A woman has told a court how she was brought to Glasgow penniless and forced to marry a man she did not know.

Adriana Adiova, 28, said she had thought that she and her sister were leaving Slovakia for jobs in London.

But the court heard she ended up in a flat in Glasgow with no job and no money.

Ms Adiova was giving evidence at the trial of three men and a woman accused of human trafficking and forcing women into prostitution.

Vojtech Gombar, 61, Anil Wagle, 37, Jana Sandorova, 28, and Ratislav Adam, 31, deny the charges against them at the High Court in Glasgow.

Prosecutors allege that women were held in "slavery or servitude".

The allegations span from 2011 to 2017 and mainly centre on flats in Glasgow's Govanhill area.

'Job offer'

All four are accused of "conspiring to commit the crime of trafficking people for exploitation and trafficking in prostitution".

Gombar, Sandorova and Adam are also charged with compelling women to work as prostitutes and managing a brothel.

Ms Adiova, speaking via a video link from Slovakia, said another woman called Helena Cicova came to her home in 2011 and offered her a good job in England "with potatoes".

But, instead, the court heard she was flown to Glasgow and ended up in a flat in Govanhill.

The woman said that when she left her home town, she had only the clothes on her back, no money and could not speak any English.

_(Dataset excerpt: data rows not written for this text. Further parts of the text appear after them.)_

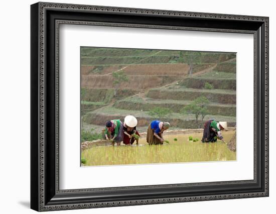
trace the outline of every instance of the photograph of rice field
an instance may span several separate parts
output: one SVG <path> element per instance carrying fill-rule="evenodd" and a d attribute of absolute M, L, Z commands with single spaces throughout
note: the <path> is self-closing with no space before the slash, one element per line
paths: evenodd
<path fill-rule="evenodd" d="M 81 47 L 81 166 L 234 161 L 236 53 Z"/>

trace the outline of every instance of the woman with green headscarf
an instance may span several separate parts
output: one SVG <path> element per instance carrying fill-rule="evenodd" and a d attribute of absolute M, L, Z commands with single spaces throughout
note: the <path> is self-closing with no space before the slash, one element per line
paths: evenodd
<path fill-rule="evenodd" d="M 170 123 L 153 121 L 149 125 L 147 133 L 147 142 L 149 145 L 163 144 L 163 132 L 170 127 Z"/>

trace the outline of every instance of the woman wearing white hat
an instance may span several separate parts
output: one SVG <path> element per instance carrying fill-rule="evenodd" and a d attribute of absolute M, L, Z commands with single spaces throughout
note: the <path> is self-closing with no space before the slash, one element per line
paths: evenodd
<path fill-rule="evenodd" d="M 135 137 L 133 135 L 136 135 L 140 136 L 139 133 L 136 130 L 136 126 L 138 122 L 137 119 L 132 115 L 128 115 L 124 118 L 123 122 L 123 143 L 125 145 L 132 145 L 136 140 L 136 144 L 138 145 L 139 138 Z"/>
<path fill-rule="evenodd" d="M 225 143 L 223 140 L 221 131 L 227 129 L 227 122 L 217 122 L 214 120 L 208 121 L 204 125 L 203 136 L 201 141 L 202 143 L 210 142 L 213 143 L 217 142 L 217 138 L 218 138 L 223 143 Z"/>

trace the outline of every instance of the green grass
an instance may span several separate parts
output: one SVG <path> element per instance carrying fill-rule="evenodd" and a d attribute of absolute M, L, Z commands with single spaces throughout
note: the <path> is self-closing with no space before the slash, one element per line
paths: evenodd
<path fill-rule="evenodd" d="M 103 101 L 93 102 L 92 101 L 81 100 L 81 104 L 84 105 L 102 105 L 105 104 Z"/>
<path fill-rule="evenodd" d="M 233 132 L 223 133 L 226 142 L 230 140 Z M 189 135 L 191 134 L 165 136 L 164 139 L 170 143 L 163 145 L 92 147 L 82 152 L 81 158 L 86 160 L 83 164 L 85 166 L 236 160 L 236 152 L 229 150 L 226 144 L 220 141 L 214 143 L 202 143 L 200 141 L 190 142 L 188 139 Z M 201 139 L 202 133 L 195 133 L 193 136 Z M 174 141 L 176 137 L 178 140 Z M 147 144 L 145 138 L 141 138 L 139 143 Z"/>
<path fill-rule="evenodd" d="M 222 93 L 225 94 L 236 94 L 236 91 L 233 90 L 227 90 L 227 89 L 214 89 L 212 90 L 206 89 L 204 88 L 183 88 L 178 86 L 171 86 L 168 87 L 167 88 L 160 89 L 155 88 L 151 89 L 150 90 L 159 90 L 159 91 L 183 91 L 183 92 L 207 92 L 208 93 Z"/>
<path fill-rule="evenodd" d="M 221 71 L 211 71 L 197 76 L 195 78 L 212 79 L 236 79 L 236 73 Z"/>

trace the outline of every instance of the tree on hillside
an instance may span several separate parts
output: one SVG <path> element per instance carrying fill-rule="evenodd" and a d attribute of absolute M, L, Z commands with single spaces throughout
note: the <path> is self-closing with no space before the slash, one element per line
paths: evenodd
<path fill-rule="evenodd" d="M 197 126 L 200 129 L 202 125 L 204 117 L 208 114 L 207 105 L 209 103 L 209 101 L 206 97 L 203 96 L 200 96 L 184 107 L 182 112 L 194 115 Z"/>
<path fill-rule="evenodd" d="M 119 87 L 121 82 L 128 81 L 128 77 L 123 70 L 121 70 L 119 71 L 113 71 L 112 73 L 112 76 L 113 78 L 112 85 L 115 87 L 114 90 L 114 96 L 116 96 L 117 89 Z"/>
<path fill-rule="evenodd" d="M 186 53 L 185 53 L 185 52 Z M 195 60 L 198 58 L 200 59 L 200 56 L 201 56 L 201 52 L 199 51 L 189 51 L 184 52 L 180 51 L 179 54 L 179 58 L 178 61 L 181 63 L 185 62 L 188 63 L 189 65 L 189 75 L 190 76 L 192 76 L 193 73 L 193 69 L 194 68 L 194 64 L 195 63 Z M 200 61 L 197 62 L 200 63 Z"/>

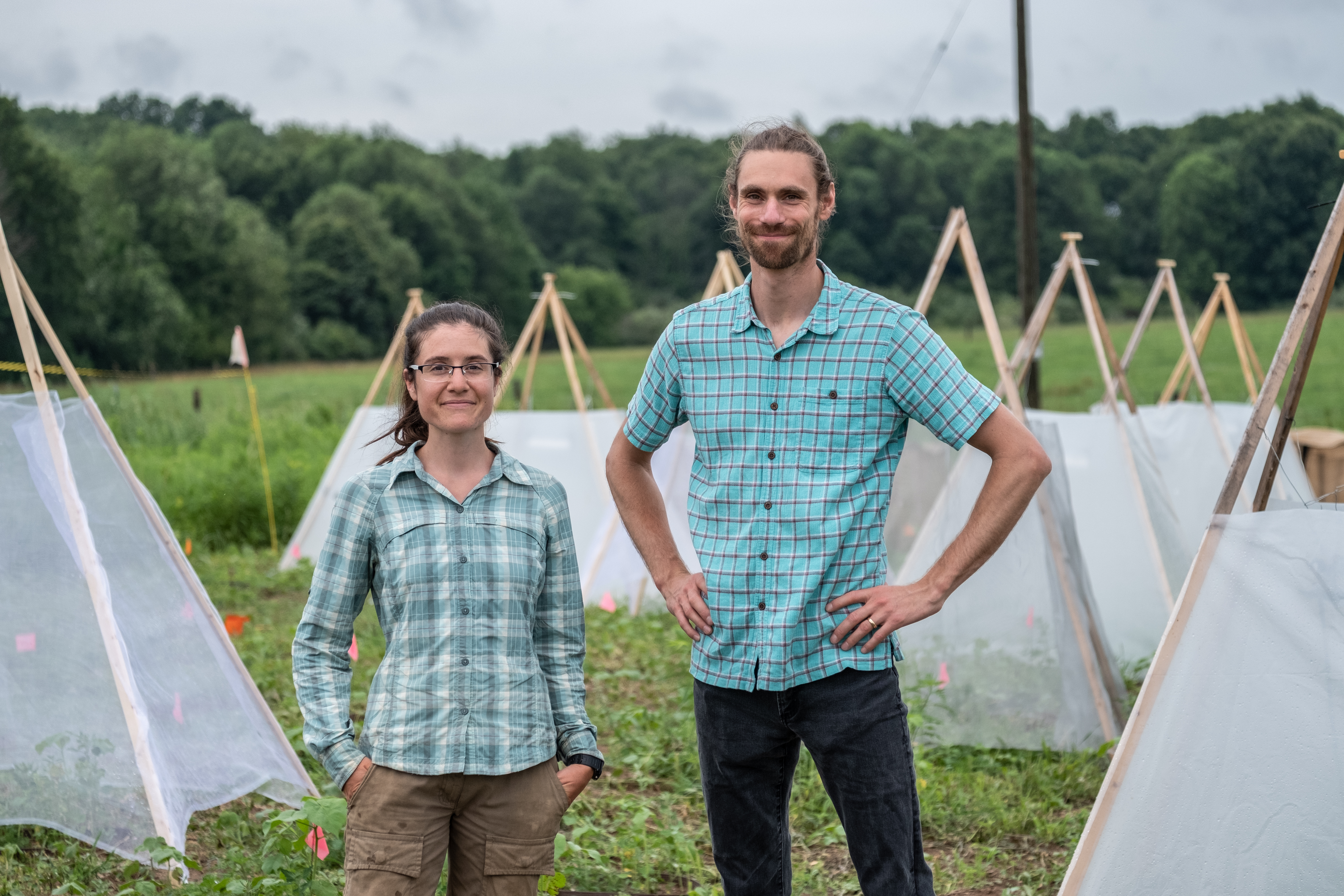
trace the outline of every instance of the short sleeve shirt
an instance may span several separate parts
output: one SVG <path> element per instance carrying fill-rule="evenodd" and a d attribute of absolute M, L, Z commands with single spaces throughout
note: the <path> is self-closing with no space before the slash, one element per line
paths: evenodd
<path fill-rule="evenodd" d="M 749 277 L 677 312 L 630 400 L 640 450 L 687 420 L 695 431 L 687 510 L 714 631 L 691 672 L 706 684 L 782 690 L 900 660 L 894 638 L 870 654 L 832 645 L 848 610 L 825 604 L 887 580 L 909 420 L 960 449 L 999 407 L 922 314 L 818 265 L 821 296 L 781 348 Z"/>

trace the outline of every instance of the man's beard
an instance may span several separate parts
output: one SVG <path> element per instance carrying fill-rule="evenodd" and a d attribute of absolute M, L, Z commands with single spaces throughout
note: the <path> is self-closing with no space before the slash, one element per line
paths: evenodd
<path fill-rule="evenodd" d="M 810 255 L 817 247 L 817 227 L 820 215 L 813 215 L 806 223 L 796 227 L 759 227 L 753 231 L 750 227 L 738 227 L 742 234 L 742 244 L 751 257 L 753 263 L 770 270 L 793 267 Z M 793 234 L 793 239 L 786 243 L 763 243 L 757 239 L 758 234 Z"/>

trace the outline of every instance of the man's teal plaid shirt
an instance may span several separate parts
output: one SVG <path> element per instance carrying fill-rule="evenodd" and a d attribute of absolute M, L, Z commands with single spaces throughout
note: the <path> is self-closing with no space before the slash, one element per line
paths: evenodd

She was asked by prosecutor Kath Harper: "Was there any work for you in Glasgow?" Through an interpreter she replied: "No. Helena told me there was no work for me."

Ms Adiova added: "I wished to go home but there was a problem. I had no money and couldn't buy tickets."

'I was afraid'

She was asked if she knew where Glasgow was in the UK and replied: "No, I thought I was in London."

Ms Adiova told the court that she twice met Cicova's cousin Gombar, whom she called uncle.

On one of these occasions, she went to Gombar's Glasgow home. There were also two Pakistani men there.

She said she was informed one of the men wanted to find a bride for his son and wanted to choose "the older one", which was her.

The court heard that she married Sohaib Ali in a restaurant in Drogheda, Country Meath, on 26 June 2012.

The prosecutor said: "Were you asked if your marriage was voluntary?" and Ms Adiova replied: "Yes."

Ms Harper went on: "Was that true?" She said: "It was not true. I did not love my husband and I did not know him."

Ms Adiova was asked why she went through with the marriage and she replied: "I was forced. What else could I do without money?

"Helena told me I must get married and I was afraid."

'Good business'

The witness was asked if she overheard Gombar and Cicova discussing anything before she left for Ireland and said: "I heard Helena say it was good business."

Ms Adiova said that was all she could remember of that conversation.

But when she was asked about further comments she made in a statement given to Slovakian police, she agreed they were true.

In the statement she said: "Helena said she wouldn't give me any money, but would split it with Vojtech Gombar. They said it was 4,000 euros for the wedding."

The couple, who could only communicate by gestures, have since divorced and Ms Adiova is back in Slovakia.

The trial before Lord Beckett continues.